JuliaData / SplitApplyCombine.jl

Split-apply-combine strategies for Julia
Other
144 stars 15 forks source link

Allow `group` to take in an `AbstractVector` of groups? #30

Open pdeffebach opened 3 years ago

pdeffebach commented 3 years ago

Something like

g = [1, 1, 2, 2]
x = [5, 6, 7, 8]
group(g, x)
andyferris commented 3 years ago

Yes I think this is a good idea, though we need to be careful that dispatch works out.

I also thought we might have had something like this? (Perhaps it’s the internal function).

pdeffebach commented 3 years ago

I don't feel that strongly about it. It was just a surprising omission because without this there is no exact equivelent to a tapply call from R

andyferris commented 3 years ago

Hi @pdeffebach,

I finally got some time at the computer and see we already have this behavior:

julia> g = [1, 1, 2, 2]
4-element Array{Int64,1}:
 1
 1
 2
 2

julia> x = [5, 6, 7, 8]
4-element Array{Int64,1}:
 5
 6
 7
 8

julia> group(g, x)
2-element Dictionaries.Dictionary{Int64,Array{Int64,1}}
 1 │ [5, 6]
 2 │ [7, 8]

Is this what you were expecting?

andyferris commented 3 years ago

Regarding R's tapply if you want to apply fun to each group you can do fun.(group(g, x)) (or sometimes fun.(groupview(g, x)) might be faster/less memory hungry, and there is always groupreduce like groupreduce(+, g, x)).

pdeffebach commented 3 years ago

Thanks for this.

One final question, is there a version of this for transform? I.e. "spread"-ing the result across a vector the same length as the inputs?

I've been doing data cleaning at the repl and not having to write out a full groupby... transform call in data frames would be nice

andyferris commented 3 years ago

I'm not sure what you are seeking? Is it this?

julia> g = [1, 1, 2, 2]
4-element Array{Int64,1}:
 1
 1
 2
 2

julia> x = [5, 6, 7, 8]
4-element Array{Int64,1}:
 5
 6
 7
 8

julia> groups = group(g, x)
2-element Dictionaries.Dictionary{Int64,Array{Int64,1}}
 1 │ [5, 6]
 2 │ [7, 8]

julia> map(x -> groups[x], g)
4-element Array{Array{Int64,1},1}:
 [5, 6]
 [5, 6]
 [7, 8]
 [7, 8]
pdeffebach commented 3 years ago

Sorry for forgetting about this thread. I think the infrastructure has almost what I want, but I would like this to be in one function (The package is called SplitApplyCombine after all)

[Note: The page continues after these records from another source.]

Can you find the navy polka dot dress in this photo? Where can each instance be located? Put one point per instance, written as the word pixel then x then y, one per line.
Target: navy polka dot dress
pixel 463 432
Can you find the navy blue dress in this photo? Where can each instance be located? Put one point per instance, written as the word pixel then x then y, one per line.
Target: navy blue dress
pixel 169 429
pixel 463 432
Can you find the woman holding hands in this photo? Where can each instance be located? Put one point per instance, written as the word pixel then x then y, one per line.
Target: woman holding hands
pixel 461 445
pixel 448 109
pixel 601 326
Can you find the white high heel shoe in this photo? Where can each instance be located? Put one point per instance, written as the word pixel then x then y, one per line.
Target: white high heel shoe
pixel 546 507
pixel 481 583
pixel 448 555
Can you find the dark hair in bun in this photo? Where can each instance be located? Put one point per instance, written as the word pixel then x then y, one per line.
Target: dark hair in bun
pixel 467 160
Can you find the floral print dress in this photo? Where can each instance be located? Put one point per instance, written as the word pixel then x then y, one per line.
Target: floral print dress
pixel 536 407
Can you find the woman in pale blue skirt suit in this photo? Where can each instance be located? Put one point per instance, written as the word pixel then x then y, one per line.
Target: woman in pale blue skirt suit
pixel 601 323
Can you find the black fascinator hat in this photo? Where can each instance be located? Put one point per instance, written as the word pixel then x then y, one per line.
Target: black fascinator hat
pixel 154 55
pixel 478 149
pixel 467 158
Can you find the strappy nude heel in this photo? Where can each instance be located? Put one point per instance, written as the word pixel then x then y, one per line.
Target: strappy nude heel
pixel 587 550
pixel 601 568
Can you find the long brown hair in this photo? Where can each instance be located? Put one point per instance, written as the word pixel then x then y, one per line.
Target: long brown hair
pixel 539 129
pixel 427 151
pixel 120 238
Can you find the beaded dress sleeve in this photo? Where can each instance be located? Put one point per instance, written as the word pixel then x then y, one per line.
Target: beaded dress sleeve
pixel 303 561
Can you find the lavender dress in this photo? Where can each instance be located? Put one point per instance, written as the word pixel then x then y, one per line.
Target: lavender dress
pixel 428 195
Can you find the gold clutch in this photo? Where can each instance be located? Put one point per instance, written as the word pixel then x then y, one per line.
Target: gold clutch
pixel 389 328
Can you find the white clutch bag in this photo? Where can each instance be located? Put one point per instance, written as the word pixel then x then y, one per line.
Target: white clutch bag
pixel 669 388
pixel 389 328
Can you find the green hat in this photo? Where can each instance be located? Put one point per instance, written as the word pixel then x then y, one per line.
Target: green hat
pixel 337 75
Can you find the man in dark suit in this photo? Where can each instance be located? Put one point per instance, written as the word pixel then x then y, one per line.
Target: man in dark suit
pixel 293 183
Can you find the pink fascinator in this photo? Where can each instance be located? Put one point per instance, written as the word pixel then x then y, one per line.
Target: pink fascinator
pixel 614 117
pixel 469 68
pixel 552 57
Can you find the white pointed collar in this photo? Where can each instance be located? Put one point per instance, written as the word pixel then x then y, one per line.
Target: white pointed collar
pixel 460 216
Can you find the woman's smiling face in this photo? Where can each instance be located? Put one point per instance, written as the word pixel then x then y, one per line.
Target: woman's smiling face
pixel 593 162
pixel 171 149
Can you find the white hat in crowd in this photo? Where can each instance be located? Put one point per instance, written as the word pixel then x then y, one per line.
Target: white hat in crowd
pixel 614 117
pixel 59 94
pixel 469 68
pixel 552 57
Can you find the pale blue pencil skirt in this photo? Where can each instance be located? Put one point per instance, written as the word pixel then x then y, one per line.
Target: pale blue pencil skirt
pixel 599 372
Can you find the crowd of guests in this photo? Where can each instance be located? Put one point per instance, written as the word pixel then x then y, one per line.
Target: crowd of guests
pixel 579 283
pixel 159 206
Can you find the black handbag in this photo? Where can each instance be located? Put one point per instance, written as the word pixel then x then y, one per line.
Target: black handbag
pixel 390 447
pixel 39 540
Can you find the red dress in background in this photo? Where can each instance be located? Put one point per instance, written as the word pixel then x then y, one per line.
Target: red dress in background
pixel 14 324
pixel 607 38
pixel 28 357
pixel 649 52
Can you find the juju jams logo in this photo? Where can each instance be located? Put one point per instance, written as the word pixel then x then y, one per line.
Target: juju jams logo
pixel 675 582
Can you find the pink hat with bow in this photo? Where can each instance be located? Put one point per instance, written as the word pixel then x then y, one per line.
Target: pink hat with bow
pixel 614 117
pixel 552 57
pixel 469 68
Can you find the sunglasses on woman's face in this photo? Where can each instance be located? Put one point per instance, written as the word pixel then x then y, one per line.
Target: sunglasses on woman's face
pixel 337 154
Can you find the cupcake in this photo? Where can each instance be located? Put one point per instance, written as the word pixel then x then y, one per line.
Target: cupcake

julia> using Statistics, SplitApplyCombine;

julia> function applyby(f, g::AbstractVector, x::AbstractVector)
           groups = group(g, x)
           map(f, groups)
       end
applyby (generic function with 1 method)

julia> applyby(mean, [1, 1, 2, 2], [5, 6, 7, 8])
2-element Dictionaries.Dictionary{Int64, Float64}
 1 │ 5.5
 2 │ 7.5

This would be nice to have. For reference, my motivation is for supporting grouped operations inside DataFramesMeta's @with, where all columns are just the vectors, so we can't take advantage of any DataFrames machinery.

An added bonus on the above would be to allow multiple arguments, i.e. applyby(f, g, args...). Not sure how that would work but could be feasible.

aplavin commented 3 years ago

Out of general principles, it seems more optimal to have fewer general functions that easily compose (group + map in your example) compared to a larger number of specialized functions (applyby). I think this case would have an (almost) zero overhead if you use groupview instead of group. Maybe I'm missing something, but

map(mean, group([1, 1, 2, 2], [5, 6, 7, 8]))

already looks very short, intuitive and clear - when one knowns what map and group do.